Galley features include a three-burner flat Trident stovetop, a Franke stainless sink with a Hansgrohe faucet and fitted chopping board, a Waeco refrigerator/freezer, a Sharp convection microwave with a grill, in-floor and under-step storage compartments. If you like, opt for a washer/dryer or a dishwasher.
Large side and forward windows maintain an open feel throughout. Finished in high-gloss Serotina cherry wood and Avonite counters, the salon has a U-shaped convertible settee with a dining table to starboard. Another ingenious feature is the two-seat sofa to port, which is movable and can add seating to the dining table — perfect for family meals or game time. An electric high-low 40-inch LED TV is optional.

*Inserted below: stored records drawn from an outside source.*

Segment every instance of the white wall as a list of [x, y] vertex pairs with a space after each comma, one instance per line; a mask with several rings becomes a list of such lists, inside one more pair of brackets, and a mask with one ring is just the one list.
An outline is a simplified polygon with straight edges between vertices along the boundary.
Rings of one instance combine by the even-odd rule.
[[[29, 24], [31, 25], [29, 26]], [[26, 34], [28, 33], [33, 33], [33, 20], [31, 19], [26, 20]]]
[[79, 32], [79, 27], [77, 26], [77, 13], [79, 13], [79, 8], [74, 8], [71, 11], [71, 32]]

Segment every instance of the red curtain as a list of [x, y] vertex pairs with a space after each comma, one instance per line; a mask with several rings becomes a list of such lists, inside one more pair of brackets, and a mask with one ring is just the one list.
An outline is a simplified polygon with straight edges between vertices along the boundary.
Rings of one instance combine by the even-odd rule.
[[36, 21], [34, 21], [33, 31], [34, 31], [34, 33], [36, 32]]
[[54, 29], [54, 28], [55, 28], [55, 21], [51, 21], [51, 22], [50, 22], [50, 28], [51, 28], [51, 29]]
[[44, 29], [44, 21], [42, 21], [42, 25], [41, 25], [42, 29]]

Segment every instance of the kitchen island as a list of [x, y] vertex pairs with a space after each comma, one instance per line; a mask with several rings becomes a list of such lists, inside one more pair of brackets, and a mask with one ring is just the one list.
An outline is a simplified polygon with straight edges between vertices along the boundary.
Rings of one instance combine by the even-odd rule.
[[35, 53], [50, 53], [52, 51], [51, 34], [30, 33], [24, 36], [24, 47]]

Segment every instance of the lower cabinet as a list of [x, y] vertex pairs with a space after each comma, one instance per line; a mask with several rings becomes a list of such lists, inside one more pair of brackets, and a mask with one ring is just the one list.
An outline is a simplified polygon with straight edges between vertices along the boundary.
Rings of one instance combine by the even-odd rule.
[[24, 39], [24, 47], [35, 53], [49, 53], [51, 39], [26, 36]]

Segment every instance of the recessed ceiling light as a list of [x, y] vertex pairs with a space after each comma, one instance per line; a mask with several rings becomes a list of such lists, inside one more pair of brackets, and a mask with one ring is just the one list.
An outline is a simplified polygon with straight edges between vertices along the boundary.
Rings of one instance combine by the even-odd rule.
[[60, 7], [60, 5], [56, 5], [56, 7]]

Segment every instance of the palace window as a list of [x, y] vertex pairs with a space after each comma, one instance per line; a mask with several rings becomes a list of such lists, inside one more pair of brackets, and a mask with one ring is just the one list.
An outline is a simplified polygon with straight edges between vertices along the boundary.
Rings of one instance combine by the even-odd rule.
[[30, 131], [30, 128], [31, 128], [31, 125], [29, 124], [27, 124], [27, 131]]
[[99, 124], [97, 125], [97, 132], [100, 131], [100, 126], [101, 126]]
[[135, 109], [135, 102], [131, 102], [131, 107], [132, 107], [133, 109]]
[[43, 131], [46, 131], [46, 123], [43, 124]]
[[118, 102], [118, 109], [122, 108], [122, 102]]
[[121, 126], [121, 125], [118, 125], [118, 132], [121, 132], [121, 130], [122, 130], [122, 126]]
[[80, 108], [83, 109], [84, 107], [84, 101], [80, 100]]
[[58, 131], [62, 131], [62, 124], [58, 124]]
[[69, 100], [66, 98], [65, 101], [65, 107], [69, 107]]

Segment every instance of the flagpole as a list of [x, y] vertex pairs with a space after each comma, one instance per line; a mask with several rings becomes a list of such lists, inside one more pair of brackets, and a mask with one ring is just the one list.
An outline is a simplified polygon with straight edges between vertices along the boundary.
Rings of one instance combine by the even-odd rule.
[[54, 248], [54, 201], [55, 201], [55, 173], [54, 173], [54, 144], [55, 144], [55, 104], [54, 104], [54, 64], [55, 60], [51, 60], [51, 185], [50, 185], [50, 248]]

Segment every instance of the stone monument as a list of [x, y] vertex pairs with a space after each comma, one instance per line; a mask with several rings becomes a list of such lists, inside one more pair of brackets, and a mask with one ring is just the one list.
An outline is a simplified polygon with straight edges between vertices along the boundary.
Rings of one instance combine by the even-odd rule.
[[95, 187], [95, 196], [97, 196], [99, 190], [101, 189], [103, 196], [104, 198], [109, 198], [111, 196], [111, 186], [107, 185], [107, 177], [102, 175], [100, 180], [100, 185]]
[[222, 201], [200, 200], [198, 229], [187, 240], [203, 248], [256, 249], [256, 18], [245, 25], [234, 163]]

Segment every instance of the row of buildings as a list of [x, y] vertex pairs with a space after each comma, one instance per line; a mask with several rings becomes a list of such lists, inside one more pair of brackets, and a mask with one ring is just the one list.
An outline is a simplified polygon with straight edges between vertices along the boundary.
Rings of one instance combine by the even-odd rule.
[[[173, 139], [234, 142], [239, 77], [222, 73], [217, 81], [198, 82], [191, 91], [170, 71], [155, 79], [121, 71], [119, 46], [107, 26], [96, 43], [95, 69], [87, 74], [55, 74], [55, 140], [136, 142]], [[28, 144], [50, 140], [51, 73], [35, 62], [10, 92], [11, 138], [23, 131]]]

It doesn’t end there. Increase the entertainment acreage by opening the triple-framed sliding aft doors, thereby joining the salon with the aft deck, which features a large, upholstered U-shaped settee with a folding teak table. A Vitrifrigo ice-maker is nestled under the flybridge steps. Look closely and discover that the flybridge deck fully covers the aft deck, protecting occupants from the elements. Access the optional electric/hydraulic swim platform by the twin transom gates.
In an aft deck compartment to starboard is a manual bilge pump and manual fire system controls, which seems to be more the norm on yachts now, especially having the fire extinguisher release outside of the engine room, eliminating the need to open the engine room hatch and potentially feed the fire.
Make It Go
Down the hatch in the aft deck floor is the engine room, where there’s access to the ancillary systems, including the generator, the Glendinning Cablemaster, the air-conditioning unit, steering and more. Getting around the engines is a little tricky, at least on our test boat, as we were packing the Cummins QSB6.7 diesel heavy-metal engines. The 43’s deep-V variable deadrise hull with 15 degrees at the transom allows the Cummins powerplants to deliver almost 29 knots of speed wide open. Dial it down to 2500 rpm for 20.9 knots or to 1700 rpm for a 10-knot cruise.
Princess Yachts doesn’t trade one amenity for another but utilizes proper space allocation to maintain a balance. Down and forward are two staterooms, with an owner’s master in the peak and twin berths to starboard. A large, centerline double berth fills the master, with side step-ups and a finished headboard. The en suite head is finished in the same gloss oak wood, Avonite countertops and tile flooring. Signature components such as the Perrin & Rowe sink basin and Hansgrohe faucet add style and a touch of class. A separate shower stall has ample elbow room.
A nice touch in the guest stateroom is the padded backrest that surrounds the bunks. It essentially transforms two berths into a lounge area, perfect for the kids to play or for adults to relax and enjoy a book without feeling like they’re lying in bed. The guest head doubles as the day head and is as nicely appointed as the master head, including a stall shower with a bench seat.
Additional items worthy of note are the leather-wrapped handrail along the interior steps, the very large forward sunpad, the large lower helm wood footrest, a mini-refrigerator in the salon near the aft deck, slide-out glassware drawers, the flybridge chill box and teak decking.
Recently introduced to the U.S. market, the Princess 43 replaces the 42 and is the entry yacht into the flybridge series. It works well for new boaters as a platform to move up, and also has the same fit and finish as the larger Princess yachts, for buyers who desire the quality while they downsize their yachting needs.
Feel good about your yachting decisions and take a look at the Princess 43. You’ll look good, too.